Reha Tartıcı, müşterinin alım gücünün düştüğünü ve bu durumla nasıl başa çıkılması gerektiğini sorduğunda, Yalçınkaya şu açıklamalarda bulundu:
“Maalesef bu kesinlikle doğru. İlk olarak enflasyonun düşürülmesi gerektiğine inanıyorum. İkinci olarak, pandemi süreci yaşadık ve bu dönemde üretim azaldı, ithalat ise arttı. Özellikle lüks restoranlarda kullanılan malzemelerin yüzde 50’si ithal ediliyor. Bugün küçük ve butik restoranlar dışında yerli kalamar ve günlük balık bulmak neredeyse imkansız çünkü mevsim av yasağı dönemindeyiz. Gelen balık genellikle olta balığı oluyor ve bu da doğal olarak ürün azlığına ve talep artışına yol açarak fiyatları yükseltiyor. İnsanlar bu durumu önceden görerek stok yapmaya başlıyorlar. Balığı dondurarak stoklamak mümkün olmadığı için üretimi artırmamız gerekiyor. Ayrıca, lojistik sorunları da var; Türkiye’nin herhangi bir bölgesinden ürünün bize ulaşması ciddi maliyetler doğuruyor. Üreticiden bize kadar olan aracı maliyetler de eklenince maliyetler daha da artıyor.”
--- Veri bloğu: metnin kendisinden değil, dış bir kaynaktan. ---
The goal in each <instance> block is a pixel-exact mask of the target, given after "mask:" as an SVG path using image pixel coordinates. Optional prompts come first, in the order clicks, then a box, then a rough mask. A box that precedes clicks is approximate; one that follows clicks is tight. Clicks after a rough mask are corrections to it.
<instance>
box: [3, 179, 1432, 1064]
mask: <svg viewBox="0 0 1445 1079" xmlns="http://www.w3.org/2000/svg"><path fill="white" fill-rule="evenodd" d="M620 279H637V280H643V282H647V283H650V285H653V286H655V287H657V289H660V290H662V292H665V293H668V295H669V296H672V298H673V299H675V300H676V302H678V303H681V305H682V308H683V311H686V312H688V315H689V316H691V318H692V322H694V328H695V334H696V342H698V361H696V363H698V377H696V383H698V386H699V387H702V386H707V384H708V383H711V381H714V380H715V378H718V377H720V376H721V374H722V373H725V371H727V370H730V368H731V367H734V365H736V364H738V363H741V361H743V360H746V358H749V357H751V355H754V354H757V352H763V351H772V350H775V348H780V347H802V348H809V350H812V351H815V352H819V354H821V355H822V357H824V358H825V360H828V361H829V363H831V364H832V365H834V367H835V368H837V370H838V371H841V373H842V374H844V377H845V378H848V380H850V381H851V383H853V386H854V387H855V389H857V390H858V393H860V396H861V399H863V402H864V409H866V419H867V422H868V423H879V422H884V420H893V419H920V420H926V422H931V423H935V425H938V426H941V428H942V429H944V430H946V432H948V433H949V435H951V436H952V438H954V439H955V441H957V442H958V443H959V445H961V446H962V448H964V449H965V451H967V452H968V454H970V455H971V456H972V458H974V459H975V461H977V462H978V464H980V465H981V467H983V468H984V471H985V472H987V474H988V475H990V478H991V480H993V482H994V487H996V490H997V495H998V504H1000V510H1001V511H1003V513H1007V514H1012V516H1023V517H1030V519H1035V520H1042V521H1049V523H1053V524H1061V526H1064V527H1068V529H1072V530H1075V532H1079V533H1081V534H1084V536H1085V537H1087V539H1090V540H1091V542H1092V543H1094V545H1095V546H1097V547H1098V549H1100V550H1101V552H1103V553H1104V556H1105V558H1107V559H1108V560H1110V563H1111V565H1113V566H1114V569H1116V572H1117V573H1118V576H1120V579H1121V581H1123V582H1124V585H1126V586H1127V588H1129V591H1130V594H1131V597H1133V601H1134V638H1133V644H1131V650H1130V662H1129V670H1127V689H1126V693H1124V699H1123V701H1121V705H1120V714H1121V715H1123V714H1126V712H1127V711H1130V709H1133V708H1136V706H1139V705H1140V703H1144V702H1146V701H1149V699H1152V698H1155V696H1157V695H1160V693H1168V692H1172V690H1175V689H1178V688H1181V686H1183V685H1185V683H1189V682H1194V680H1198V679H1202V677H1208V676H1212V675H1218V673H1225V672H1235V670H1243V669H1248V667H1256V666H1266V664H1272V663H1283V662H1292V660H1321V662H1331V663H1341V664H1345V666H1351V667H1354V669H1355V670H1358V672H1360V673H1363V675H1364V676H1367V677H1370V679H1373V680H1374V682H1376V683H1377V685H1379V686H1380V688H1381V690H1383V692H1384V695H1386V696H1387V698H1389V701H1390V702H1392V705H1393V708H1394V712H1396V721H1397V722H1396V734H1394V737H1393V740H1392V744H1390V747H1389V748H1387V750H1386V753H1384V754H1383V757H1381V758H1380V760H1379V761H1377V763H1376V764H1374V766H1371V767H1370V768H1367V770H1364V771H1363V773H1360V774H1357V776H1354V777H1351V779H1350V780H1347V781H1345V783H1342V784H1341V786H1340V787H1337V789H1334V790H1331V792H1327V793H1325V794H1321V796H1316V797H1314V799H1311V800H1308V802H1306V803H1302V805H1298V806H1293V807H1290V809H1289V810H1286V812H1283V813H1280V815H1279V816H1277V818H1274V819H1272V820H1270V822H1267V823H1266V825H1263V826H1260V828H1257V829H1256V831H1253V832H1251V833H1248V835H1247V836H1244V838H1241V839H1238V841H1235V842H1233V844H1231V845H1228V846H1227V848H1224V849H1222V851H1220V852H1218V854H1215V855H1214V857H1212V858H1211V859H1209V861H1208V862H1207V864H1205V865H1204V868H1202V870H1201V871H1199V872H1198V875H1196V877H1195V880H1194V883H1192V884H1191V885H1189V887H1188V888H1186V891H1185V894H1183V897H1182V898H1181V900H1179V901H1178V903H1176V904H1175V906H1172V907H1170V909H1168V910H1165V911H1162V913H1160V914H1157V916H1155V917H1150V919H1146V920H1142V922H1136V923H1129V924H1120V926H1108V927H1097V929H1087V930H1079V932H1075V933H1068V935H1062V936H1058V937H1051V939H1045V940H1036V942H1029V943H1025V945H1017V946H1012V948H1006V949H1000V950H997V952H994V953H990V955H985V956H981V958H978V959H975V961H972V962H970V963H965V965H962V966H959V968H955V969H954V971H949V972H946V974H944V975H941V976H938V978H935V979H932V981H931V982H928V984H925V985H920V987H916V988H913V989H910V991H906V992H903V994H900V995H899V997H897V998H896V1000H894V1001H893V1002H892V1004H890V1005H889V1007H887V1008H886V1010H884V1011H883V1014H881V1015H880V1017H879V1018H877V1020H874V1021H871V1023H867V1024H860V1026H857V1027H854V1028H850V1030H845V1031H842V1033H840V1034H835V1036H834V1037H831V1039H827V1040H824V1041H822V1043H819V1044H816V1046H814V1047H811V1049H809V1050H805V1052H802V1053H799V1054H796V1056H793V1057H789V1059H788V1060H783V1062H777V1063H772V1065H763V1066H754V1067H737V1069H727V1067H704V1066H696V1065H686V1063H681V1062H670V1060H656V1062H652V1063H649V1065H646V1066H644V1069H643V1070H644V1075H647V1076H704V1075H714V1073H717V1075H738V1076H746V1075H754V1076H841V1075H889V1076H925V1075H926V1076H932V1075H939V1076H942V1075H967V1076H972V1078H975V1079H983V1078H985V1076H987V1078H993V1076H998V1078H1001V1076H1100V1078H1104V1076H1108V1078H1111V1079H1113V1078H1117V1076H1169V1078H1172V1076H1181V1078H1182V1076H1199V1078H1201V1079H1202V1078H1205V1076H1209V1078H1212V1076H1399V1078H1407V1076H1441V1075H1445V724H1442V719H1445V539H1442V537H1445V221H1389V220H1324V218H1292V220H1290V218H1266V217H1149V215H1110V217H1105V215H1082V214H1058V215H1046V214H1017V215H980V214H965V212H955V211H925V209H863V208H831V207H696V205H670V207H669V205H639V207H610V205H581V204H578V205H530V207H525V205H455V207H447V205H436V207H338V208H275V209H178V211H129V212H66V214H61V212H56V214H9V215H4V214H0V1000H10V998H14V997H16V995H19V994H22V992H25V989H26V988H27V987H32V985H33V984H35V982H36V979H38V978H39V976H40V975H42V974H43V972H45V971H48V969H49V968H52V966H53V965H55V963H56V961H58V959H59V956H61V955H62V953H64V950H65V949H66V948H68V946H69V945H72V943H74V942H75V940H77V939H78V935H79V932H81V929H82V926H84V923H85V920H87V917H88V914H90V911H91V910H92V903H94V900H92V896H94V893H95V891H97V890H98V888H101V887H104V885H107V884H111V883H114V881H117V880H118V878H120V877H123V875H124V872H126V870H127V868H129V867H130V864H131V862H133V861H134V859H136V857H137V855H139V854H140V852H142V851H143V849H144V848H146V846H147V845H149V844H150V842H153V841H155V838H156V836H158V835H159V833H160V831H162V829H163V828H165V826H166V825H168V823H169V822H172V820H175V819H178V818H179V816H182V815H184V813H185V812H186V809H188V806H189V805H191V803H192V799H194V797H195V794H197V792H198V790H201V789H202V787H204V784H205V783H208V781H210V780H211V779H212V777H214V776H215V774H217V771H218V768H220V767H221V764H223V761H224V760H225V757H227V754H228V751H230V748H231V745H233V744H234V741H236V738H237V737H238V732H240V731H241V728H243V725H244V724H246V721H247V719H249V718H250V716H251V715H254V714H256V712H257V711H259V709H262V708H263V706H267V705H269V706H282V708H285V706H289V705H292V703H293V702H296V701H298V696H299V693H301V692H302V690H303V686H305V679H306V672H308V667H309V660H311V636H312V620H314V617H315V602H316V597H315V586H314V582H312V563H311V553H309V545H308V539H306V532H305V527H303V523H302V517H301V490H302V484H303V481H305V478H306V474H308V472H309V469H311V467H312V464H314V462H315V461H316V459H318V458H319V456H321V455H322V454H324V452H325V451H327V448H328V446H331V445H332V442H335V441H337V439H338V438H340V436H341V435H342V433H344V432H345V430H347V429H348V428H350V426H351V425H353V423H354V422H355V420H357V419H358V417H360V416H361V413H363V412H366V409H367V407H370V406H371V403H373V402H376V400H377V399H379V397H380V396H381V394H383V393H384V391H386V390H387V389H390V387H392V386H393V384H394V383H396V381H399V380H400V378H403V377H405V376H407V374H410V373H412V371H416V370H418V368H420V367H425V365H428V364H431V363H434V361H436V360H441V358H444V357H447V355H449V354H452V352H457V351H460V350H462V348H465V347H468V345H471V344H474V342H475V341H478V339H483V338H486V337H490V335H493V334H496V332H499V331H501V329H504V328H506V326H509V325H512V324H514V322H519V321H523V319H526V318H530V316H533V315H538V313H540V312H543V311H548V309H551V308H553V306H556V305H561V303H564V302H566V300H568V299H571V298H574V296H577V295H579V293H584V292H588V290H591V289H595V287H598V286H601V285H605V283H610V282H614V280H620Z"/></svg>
“GIDA POLİTİKASINA İHTİYAÇ VAR”
Yalçınkaya, kazıkçı ya da fırsatçı algısının nasıl oluştuğu hakkında ise şu görüşleri paylaştı:
“Bu algı, sosyal medyada paylaşılan adisyonlardan kaynaklanıyor. Ancak unutmamak gerekir ki, restorandaki her ürün pahalı değil. En büyük sorunumuz, paylaşılan adisyonlarda sadece restorandaki en lüks ürünlerin fiyatlarının gösterilmesi. Yayınlanan adisyonlarda genellikle ödenen hesabın büyük bir kısmını tüketilen içkiler oluşturuyor ve bu da algı oluşumunda önemli bir etken. Ancak benim görüşüme göre, ülkemizin ciddi bir gıda politikasına ihtiyacı var. Eğer düzgün bir gıda politikası oluşturmazsak, bu sorunlarla daha uzun süre mücadele etmek zorunda kalabiliriz.”